Le caractère «plan-plan» de la campagne s’explique également par la prudence observée par la majorité des partis en vue des négociations gouvernementales. «Tout le monde le sait: la formation d’un gouvernement, surtout au fédéral et en Flandre, va être extrêmement compliquée, rappelle Pierre Verjans. Contrairement à 2014, où toutes les formations francophones avaient exclu de gouverner avec la N-VA, personne n’ose aujourd’hui fermer la porte à une alliance. Car avec la montée attendue des extrêmes, tout parti devient un partenaire potentiel.» La crainte d’un effet boomerang entraîne une forme d’autoprotection entre certains, alors que d’autres sont résolus à la passivité, convaincus que leur sort est déjà scellé par les sondages.

Une campagne permanente

Enfin, si la campagne apparaît relativement calme, c’est peut-être car la législature écoulée a, elle, été particulièrement mouvementée. Dans une majorité à sept, les coups bas et les tentatives de distanciation ont été légion. Certains partis – le MR en tête – se sont livrés à une forme de «particip-opposition» dont la Vivaldi a sérieusement pâti. «Au fond, la campagne électorale a commencé il y a bien longtemps, note Pierre Vercauteren. Depuis la seconde moitié de la législature règne un parfum de campagne rampante, avec des tensions plus lancinantes que spectaculaires.» Bref, c’est «business as usual», résume Pierre Verjans, pour qui les figures de proue des partis ont été tout aussi agressives au long de leur mandat qu’à quelques encablures du scrutin.

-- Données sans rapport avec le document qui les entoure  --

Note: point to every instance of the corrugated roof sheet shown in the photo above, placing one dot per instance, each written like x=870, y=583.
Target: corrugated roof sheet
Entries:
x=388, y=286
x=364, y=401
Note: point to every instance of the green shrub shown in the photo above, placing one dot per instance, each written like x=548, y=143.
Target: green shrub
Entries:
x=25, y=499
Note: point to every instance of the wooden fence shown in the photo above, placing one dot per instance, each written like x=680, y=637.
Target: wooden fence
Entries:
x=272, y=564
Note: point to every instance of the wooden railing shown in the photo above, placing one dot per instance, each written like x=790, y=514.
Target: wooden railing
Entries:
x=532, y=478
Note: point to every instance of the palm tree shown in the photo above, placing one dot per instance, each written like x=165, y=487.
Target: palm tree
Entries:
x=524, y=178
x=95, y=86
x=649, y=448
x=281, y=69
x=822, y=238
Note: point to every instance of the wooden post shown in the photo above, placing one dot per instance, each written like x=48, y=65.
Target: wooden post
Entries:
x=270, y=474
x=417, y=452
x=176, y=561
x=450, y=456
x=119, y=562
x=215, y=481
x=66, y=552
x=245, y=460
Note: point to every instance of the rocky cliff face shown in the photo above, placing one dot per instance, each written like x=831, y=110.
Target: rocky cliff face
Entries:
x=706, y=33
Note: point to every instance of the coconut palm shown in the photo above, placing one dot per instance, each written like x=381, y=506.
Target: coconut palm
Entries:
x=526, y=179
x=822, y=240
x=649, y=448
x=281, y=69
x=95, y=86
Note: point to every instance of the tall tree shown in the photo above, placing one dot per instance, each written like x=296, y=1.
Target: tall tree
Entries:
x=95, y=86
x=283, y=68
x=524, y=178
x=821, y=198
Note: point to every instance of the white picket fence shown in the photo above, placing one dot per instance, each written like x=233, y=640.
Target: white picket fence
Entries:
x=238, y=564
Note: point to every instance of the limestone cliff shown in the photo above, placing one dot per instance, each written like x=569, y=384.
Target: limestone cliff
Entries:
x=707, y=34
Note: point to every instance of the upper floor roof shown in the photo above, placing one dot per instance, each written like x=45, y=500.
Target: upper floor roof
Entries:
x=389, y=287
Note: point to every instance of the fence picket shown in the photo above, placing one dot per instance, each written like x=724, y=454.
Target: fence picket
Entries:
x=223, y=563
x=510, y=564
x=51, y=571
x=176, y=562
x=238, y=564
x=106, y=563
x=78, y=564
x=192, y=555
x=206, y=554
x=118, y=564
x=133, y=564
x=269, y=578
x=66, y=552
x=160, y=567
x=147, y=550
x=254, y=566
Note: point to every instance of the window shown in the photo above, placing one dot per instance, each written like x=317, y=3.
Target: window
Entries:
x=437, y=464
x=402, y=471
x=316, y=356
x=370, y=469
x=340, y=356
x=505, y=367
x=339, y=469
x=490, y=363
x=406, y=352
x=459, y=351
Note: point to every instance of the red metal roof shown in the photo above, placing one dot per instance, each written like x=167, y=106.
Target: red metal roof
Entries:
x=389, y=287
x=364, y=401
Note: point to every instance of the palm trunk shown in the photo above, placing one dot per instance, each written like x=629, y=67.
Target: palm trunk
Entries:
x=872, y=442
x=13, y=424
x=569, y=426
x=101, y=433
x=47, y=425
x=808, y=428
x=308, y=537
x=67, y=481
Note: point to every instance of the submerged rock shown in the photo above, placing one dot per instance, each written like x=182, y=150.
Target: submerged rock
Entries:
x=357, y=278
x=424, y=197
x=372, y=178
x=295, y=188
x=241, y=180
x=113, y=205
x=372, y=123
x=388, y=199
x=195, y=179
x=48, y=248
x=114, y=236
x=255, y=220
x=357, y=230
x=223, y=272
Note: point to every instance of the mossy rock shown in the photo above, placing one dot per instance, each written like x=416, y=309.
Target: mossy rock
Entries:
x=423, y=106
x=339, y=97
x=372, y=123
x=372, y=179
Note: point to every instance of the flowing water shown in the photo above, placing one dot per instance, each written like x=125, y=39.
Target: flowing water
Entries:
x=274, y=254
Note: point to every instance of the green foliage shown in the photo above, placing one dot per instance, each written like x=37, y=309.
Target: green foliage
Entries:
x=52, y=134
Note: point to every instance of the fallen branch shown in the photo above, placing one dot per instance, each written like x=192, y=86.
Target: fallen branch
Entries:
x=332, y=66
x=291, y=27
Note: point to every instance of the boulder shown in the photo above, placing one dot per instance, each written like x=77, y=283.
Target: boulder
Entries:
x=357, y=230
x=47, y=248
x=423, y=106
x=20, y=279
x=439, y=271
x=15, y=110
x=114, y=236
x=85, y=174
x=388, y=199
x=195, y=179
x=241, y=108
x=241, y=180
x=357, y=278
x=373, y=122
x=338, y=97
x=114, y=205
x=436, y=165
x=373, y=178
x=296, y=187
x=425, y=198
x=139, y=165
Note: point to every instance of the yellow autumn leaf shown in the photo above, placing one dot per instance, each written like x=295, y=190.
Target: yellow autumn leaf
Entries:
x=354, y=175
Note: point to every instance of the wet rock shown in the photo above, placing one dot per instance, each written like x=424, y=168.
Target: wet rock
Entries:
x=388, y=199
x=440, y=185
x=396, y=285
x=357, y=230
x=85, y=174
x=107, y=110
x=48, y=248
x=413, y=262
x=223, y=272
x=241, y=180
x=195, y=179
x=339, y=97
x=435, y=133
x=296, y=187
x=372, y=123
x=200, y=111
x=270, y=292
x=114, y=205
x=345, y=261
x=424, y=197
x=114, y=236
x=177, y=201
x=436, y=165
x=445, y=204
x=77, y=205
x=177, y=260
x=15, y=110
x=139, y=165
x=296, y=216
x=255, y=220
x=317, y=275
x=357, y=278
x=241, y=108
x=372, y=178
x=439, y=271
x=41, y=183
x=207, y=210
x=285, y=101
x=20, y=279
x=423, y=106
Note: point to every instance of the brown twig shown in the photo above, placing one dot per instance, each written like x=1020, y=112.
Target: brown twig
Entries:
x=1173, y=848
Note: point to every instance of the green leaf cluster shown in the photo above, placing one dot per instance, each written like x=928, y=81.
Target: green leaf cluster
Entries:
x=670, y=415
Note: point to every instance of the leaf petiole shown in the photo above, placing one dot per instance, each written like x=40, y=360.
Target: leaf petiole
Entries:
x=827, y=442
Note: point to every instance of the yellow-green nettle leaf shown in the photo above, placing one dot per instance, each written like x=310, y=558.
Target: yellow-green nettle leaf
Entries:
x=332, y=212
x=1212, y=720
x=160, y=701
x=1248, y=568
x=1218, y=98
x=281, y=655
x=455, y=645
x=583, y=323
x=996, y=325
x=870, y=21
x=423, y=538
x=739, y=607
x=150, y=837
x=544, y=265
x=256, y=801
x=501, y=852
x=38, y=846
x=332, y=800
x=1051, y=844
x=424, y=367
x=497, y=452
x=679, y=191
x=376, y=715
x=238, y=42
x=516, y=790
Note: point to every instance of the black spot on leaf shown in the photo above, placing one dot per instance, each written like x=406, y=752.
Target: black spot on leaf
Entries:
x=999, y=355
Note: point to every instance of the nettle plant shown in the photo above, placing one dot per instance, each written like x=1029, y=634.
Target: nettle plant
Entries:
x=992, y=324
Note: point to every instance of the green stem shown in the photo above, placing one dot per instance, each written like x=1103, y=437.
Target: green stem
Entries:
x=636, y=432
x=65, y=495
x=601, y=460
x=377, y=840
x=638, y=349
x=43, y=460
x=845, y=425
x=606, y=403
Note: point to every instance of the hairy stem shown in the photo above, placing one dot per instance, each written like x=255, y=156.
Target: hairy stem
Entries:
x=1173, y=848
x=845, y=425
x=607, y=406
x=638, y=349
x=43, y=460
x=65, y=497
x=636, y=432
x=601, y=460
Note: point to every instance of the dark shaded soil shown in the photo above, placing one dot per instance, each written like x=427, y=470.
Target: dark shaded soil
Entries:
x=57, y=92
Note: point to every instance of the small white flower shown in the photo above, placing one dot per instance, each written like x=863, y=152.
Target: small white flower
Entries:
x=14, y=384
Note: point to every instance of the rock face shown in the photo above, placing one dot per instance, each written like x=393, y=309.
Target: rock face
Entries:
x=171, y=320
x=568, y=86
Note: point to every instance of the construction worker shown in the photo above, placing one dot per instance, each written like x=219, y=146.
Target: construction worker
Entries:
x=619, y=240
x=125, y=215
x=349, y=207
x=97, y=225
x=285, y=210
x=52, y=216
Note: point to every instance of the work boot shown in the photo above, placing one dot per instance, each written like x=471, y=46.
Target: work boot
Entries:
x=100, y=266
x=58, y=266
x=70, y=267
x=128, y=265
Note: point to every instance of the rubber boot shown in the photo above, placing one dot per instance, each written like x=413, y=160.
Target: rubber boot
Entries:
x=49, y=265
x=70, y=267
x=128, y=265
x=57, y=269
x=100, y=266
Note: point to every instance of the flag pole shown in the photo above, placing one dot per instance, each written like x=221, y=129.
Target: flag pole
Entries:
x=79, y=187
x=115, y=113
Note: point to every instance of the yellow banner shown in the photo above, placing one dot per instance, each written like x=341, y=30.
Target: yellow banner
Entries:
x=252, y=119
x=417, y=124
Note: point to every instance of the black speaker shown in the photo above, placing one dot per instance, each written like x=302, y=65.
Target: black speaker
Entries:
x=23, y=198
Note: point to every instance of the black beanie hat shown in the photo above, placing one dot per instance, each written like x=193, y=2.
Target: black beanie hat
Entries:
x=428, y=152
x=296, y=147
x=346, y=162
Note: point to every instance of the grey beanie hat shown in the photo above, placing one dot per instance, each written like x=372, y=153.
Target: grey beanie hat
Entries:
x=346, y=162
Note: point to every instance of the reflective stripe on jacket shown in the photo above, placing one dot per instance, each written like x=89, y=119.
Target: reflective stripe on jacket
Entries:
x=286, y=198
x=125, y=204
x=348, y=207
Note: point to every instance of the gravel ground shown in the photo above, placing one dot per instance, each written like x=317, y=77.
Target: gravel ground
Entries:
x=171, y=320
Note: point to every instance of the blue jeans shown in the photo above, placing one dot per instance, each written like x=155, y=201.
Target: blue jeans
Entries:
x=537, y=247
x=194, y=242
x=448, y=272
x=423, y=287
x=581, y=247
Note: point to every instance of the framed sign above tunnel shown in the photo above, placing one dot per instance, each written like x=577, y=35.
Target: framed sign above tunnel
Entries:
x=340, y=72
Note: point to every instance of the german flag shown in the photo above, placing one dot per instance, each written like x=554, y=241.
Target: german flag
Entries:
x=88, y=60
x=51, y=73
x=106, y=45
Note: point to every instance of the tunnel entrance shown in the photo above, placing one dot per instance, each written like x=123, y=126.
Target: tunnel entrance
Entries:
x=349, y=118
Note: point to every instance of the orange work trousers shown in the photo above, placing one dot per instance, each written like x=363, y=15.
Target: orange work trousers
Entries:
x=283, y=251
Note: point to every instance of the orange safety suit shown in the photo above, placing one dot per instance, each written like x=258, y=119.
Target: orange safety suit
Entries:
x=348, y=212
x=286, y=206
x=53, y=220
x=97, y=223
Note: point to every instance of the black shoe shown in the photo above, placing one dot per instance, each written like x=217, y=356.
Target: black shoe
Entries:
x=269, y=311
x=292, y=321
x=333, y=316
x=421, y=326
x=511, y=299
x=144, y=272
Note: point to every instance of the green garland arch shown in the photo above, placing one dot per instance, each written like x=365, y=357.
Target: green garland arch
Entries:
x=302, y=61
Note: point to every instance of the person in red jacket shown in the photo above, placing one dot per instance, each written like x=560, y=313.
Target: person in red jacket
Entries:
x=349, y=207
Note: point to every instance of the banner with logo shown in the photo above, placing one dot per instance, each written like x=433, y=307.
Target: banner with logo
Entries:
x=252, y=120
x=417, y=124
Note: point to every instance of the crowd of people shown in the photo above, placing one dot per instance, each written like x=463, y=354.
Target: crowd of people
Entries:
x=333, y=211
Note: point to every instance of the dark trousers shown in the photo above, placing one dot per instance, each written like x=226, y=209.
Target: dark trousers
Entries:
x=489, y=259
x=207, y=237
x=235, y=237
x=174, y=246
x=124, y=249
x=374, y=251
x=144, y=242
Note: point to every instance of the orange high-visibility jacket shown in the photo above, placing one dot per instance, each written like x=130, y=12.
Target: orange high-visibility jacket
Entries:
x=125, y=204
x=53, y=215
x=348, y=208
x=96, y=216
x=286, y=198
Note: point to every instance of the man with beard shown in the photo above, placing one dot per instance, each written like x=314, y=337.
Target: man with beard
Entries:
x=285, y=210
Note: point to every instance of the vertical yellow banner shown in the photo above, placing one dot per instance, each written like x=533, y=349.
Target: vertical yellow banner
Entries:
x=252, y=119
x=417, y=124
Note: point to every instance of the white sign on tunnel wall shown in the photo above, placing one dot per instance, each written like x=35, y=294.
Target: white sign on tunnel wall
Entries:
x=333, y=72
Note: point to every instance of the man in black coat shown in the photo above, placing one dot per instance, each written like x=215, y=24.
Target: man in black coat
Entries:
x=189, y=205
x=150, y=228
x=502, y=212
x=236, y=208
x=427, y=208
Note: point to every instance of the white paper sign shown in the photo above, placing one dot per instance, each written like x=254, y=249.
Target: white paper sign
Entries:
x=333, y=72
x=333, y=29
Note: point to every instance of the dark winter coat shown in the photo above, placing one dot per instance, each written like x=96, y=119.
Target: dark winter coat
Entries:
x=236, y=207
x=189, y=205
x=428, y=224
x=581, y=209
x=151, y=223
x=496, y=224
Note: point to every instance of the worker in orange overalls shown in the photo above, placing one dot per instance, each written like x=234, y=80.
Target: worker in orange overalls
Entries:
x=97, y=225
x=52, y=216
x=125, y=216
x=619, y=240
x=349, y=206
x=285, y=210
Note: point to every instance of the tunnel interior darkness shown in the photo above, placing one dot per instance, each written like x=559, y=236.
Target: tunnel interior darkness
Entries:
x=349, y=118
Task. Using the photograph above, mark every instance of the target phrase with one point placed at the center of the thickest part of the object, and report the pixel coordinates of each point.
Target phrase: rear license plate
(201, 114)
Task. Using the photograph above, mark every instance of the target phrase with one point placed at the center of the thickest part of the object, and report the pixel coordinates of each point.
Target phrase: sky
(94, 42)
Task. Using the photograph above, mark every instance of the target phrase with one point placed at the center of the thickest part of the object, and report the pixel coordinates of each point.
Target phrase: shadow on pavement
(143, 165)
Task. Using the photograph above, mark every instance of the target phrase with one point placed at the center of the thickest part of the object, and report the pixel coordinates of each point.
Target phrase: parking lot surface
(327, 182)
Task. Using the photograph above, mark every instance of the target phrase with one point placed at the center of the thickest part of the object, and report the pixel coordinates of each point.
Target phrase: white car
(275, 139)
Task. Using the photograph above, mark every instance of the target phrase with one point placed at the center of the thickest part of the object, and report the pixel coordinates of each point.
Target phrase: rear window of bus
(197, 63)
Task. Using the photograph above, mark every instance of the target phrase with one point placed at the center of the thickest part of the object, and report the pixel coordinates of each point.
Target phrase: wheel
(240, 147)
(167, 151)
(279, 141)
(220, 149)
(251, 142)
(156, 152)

Dans une campagne électorale sans boussole, où aucune thématique ne semble émerger, les partis jouent le jeu de la réserve, observe encore Pierre Vercauteren. Une retenue qui s’impose également en raison d’un contexte international particulièrement sombre, et des défis économiques et environnementaux qui attendent de pied ferme le futur exécutif. Incapables de décrypter les véritables attentes des électeurs, effrayés par la balkanisation du paysage électoral, les partis peinent finalement à se positionner. «Tout cela semble extrêmement confus», conclut le politologue de l’UCLouvain.